A new study has once again has proven that depending your daily meals in fast food is unhealthy and can lead to possible death. Researchers have discovered that people who consume more fast food have 24 to 40 percent more of industrial chemicals known as phthalates in their blood compared to those who ate less or no fast food at all.

For the study, published in the journal Environmental Health Perspective, researchers collected data from 8,877 participants from the National Health and Nutrition Examinations Surveys between 2003 and 2010.

The participants were asked to report all the food they ate in the last 24 hours and were also requested to give a urine sample. The researchers then tested the urine of each participant for bisphenol A (BPA), di(2-ethylhexyl) phthalate (DEHP) and diisononyl phthalate (DiNP).

After their experiment, researchers found out that people who consumed 35 percent or more fast food in the last 24 hours have higher DEHP and DiNP, 24 percent and 40 percent respectively, compared to those who did not eat fast food, Time reported. On the other hand, no significant pattern was observed between eating fast food and BPA.

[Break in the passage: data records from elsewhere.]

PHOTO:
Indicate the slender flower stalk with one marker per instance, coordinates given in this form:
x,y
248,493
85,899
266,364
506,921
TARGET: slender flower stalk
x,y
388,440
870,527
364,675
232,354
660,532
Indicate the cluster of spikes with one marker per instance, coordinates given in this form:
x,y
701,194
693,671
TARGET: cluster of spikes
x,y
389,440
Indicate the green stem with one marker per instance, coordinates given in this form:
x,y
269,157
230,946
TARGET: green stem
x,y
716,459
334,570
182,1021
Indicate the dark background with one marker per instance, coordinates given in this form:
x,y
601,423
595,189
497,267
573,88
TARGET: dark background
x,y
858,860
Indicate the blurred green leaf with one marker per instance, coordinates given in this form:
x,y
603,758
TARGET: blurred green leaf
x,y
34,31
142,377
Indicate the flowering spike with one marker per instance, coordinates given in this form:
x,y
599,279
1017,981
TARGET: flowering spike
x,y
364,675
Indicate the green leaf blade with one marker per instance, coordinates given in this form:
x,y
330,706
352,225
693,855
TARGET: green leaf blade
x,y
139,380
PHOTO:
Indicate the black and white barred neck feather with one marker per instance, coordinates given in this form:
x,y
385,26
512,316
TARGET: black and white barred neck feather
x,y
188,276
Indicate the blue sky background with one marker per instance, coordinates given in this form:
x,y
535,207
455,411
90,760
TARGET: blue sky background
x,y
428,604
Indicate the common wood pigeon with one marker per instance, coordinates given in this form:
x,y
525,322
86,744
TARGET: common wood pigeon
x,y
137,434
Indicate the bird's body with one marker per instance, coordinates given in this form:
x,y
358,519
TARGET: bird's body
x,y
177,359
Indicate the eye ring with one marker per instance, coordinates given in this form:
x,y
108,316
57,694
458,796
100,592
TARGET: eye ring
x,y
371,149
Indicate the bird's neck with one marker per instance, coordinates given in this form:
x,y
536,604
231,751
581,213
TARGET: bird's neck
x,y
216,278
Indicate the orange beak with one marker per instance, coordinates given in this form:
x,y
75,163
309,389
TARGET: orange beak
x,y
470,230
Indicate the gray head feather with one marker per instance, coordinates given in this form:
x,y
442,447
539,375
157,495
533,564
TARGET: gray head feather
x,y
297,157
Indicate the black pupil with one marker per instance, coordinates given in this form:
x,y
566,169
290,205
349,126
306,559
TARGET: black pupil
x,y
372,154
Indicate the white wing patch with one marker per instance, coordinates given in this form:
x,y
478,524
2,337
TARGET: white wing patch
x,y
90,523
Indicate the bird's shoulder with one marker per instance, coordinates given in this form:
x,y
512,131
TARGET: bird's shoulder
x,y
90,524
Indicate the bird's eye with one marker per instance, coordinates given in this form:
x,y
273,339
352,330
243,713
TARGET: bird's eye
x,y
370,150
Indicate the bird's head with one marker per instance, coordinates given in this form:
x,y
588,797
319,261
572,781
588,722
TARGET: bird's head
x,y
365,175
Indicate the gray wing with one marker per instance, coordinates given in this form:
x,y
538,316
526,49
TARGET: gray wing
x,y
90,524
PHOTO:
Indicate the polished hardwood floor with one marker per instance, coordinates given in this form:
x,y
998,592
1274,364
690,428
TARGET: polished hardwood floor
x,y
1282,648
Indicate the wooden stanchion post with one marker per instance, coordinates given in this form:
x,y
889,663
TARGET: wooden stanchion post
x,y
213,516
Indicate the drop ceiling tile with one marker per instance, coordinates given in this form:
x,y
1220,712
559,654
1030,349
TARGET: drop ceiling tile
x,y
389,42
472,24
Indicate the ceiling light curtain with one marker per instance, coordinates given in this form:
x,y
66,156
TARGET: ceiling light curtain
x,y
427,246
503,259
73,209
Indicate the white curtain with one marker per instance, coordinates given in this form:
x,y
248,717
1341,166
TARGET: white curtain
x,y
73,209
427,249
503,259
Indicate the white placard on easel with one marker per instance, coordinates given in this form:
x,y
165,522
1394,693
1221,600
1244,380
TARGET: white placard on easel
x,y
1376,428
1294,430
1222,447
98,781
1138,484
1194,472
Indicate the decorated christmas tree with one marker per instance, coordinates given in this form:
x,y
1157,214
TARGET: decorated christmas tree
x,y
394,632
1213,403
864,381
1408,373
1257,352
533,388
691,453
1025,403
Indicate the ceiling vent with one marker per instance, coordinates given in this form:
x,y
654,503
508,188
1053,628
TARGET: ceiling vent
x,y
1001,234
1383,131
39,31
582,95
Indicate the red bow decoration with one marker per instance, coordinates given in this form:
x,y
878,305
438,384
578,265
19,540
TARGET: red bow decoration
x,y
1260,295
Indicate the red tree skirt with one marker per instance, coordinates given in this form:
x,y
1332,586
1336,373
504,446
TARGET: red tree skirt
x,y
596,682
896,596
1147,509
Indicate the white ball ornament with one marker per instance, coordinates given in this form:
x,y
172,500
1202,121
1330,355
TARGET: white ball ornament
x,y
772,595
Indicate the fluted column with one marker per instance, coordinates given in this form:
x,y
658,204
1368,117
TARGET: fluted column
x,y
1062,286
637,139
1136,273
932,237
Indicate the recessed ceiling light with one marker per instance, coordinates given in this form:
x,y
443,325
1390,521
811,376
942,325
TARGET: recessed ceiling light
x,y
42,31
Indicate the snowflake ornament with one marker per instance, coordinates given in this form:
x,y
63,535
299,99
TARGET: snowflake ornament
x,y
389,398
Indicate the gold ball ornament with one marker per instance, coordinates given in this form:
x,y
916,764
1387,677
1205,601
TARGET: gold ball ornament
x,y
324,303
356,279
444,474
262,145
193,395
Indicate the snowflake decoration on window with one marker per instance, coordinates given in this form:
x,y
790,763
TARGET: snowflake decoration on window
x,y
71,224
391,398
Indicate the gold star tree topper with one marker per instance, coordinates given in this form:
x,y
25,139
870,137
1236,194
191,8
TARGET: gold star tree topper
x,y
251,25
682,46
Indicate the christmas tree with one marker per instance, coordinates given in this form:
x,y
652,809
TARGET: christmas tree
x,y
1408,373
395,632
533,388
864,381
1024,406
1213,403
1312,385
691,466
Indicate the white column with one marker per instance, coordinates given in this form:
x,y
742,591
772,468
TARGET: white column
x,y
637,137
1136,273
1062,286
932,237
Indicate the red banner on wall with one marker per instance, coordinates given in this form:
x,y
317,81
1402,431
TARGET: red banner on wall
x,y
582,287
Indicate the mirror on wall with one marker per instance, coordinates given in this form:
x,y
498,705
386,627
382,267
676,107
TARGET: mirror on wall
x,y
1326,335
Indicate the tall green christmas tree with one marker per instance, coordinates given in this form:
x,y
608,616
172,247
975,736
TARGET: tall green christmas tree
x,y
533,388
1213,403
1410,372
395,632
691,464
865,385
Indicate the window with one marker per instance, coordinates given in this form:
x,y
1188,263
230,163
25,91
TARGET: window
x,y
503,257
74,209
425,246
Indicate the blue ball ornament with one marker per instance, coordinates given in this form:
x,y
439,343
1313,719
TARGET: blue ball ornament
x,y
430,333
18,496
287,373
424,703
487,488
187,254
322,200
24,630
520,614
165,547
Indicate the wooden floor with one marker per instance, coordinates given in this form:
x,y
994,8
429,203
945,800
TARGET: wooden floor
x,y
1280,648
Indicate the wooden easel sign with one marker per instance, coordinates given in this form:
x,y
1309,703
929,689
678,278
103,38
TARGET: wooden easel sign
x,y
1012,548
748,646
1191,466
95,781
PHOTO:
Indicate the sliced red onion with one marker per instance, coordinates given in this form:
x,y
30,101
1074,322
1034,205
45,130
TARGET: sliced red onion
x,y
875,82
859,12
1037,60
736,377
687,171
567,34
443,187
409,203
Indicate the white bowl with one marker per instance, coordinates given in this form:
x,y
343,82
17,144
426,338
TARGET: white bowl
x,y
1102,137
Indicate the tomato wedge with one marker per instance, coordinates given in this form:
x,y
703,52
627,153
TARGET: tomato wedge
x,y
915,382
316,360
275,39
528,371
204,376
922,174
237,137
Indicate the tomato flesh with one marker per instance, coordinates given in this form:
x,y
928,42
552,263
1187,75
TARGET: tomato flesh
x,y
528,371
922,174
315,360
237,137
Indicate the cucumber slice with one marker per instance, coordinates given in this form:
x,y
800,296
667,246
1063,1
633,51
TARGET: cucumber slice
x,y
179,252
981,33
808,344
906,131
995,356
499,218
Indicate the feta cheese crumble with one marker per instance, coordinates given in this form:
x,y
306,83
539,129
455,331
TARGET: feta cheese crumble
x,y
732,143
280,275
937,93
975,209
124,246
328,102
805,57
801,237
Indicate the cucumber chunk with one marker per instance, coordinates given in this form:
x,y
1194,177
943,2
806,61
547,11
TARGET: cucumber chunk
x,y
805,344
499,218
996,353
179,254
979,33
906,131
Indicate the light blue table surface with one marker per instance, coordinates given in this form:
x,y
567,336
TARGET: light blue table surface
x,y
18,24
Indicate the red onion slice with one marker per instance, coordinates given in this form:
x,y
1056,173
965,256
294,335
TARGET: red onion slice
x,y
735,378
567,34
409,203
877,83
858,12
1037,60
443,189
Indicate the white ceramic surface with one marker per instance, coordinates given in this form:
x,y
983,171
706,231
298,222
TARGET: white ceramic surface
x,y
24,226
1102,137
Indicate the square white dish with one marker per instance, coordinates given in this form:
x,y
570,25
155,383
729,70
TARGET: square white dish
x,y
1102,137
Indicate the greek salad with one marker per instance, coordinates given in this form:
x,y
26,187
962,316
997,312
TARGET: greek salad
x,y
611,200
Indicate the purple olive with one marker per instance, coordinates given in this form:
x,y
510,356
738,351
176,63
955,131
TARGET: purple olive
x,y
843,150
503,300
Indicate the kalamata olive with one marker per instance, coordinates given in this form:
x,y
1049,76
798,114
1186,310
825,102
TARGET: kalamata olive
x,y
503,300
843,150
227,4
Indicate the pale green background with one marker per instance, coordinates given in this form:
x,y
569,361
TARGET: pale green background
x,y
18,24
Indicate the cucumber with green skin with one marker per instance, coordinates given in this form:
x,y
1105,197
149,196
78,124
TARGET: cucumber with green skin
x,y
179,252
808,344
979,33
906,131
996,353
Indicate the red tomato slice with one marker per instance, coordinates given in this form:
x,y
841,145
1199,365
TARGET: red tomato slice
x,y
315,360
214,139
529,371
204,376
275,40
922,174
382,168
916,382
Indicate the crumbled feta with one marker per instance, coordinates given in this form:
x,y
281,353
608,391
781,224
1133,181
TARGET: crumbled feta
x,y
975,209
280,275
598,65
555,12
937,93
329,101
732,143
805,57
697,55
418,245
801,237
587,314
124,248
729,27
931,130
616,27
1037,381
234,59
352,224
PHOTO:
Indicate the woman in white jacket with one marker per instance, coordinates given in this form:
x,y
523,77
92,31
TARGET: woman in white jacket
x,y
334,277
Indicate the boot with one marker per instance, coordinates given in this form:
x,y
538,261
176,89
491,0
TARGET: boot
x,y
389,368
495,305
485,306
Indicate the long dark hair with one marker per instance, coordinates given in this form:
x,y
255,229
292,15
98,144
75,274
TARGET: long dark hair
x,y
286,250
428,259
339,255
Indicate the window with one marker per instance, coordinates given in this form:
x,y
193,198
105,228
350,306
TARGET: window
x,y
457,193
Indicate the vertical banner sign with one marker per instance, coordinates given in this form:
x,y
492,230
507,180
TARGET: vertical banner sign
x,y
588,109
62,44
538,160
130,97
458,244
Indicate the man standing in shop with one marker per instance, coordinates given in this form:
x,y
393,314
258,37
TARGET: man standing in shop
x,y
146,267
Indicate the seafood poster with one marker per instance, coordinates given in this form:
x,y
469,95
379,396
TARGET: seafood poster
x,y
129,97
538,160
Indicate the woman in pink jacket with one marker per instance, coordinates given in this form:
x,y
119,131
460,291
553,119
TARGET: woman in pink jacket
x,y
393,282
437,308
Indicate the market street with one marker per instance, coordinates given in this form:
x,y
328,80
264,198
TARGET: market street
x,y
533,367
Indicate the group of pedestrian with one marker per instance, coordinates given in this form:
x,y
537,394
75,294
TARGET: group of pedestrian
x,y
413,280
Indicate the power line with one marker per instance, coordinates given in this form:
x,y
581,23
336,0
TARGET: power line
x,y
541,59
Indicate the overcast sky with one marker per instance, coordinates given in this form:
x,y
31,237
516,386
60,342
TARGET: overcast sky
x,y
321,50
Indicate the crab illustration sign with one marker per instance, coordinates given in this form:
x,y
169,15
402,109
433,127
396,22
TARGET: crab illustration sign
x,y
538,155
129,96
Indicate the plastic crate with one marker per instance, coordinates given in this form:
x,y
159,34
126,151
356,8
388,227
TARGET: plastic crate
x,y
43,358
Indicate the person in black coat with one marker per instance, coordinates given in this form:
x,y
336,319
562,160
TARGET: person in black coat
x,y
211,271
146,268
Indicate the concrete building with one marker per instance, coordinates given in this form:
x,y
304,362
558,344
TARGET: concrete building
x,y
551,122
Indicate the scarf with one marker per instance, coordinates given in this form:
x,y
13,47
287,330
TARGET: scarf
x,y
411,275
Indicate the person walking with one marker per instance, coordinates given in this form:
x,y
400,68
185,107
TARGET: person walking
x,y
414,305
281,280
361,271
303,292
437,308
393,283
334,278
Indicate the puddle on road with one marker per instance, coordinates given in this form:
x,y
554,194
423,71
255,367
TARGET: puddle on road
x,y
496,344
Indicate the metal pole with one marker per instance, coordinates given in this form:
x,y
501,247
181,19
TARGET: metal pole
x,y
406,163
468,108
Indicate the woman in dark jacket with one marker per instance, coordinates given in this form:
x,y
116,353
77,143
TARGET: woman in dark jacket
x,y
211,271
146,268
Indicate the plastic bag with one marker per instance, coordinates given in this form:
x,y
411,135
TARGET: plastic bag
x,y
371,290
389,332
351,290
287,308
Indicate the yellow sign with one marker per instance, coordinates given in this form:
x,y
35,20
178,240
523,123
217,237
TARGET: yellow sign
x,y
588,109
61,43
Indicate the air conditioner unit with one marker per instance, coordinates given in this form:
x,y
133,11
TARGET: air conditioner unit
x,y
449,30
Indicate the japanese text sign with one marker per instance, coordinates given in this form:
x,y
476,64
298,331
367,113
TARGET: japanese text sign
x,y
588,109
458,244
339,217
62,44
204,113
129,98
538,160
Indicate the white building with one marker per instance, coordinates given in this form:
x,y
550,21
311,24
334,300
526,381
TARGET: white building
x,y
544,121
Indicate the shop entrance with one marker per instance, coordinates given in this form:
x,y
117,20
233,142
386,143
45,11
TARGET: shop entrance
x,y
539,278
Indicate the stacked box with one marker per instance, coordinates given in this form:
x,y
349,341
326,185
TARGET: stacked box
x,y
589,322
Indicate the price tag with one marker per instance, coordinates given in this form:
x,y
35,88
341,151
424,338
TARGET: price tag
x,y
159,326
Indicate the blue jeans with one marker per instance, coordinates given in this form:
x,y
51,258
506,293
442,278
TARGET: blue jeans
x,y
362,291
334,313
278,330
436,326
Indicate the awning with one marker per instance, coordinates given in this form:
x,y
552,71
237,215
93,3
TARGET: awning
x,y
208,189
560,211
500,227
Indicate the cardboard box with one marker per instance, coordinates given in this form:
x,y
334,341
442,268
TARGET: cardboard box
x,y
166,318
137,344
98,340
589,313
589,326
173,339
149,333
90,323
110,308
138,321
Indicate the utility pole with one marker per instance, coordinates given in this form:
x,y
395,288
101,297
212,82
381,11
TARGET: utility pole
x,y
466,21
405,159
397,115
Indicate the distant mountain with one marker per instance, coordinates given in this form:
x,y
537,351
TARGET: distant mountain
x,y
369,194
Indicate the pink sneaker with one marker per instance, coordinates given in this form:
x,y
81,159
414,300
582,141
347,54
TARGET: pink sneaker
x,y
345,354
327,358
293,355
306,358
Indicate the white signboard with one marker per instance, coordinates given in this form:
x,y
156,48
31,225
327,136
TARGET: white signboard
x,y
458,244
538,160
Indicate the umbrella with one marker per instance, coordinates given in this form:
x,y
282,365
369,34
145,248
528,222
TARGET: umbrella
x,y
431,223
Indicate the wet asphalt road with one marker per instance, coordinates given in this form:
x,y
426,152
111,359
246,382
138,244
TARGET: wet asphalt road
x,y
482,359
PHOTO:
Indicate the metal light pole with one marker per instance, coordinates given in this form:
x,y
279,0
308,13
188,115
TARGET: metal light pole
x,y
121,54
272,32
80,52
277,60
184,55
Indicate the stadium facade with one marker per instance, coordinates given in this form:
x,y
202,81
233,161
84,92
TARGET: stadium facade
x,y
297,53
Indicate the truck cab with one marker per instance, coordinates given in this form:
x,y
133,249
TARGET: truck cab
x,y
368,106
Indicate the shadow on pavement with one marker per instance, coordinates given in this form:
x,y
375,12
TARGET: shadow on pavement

According to CBS News, phthalates are used in industries to make plastics flexible, and they can be also found in food packaging and food-processing equipment.

Researchers explained that these two industrial chemicals can contaminate food before or during cooking. They advised the public to avoid eating fast food as much as possible to prevent having high levels of phthalate.

Phthalates are being associated with a couple of adverse health hazards such as neurodevelopmental issues, miscarriage, pre-term birth and development of male reproductive organ.

Ami R. Zota of the Department of Environmental and Occupational Health at Milken Institute School of Public Health at George Washington University, and the lead of the author of the study, admits to Reuters that no casuality can be established from the study, but it doesn't disprove the fact that the results are meaningful and statistically significant.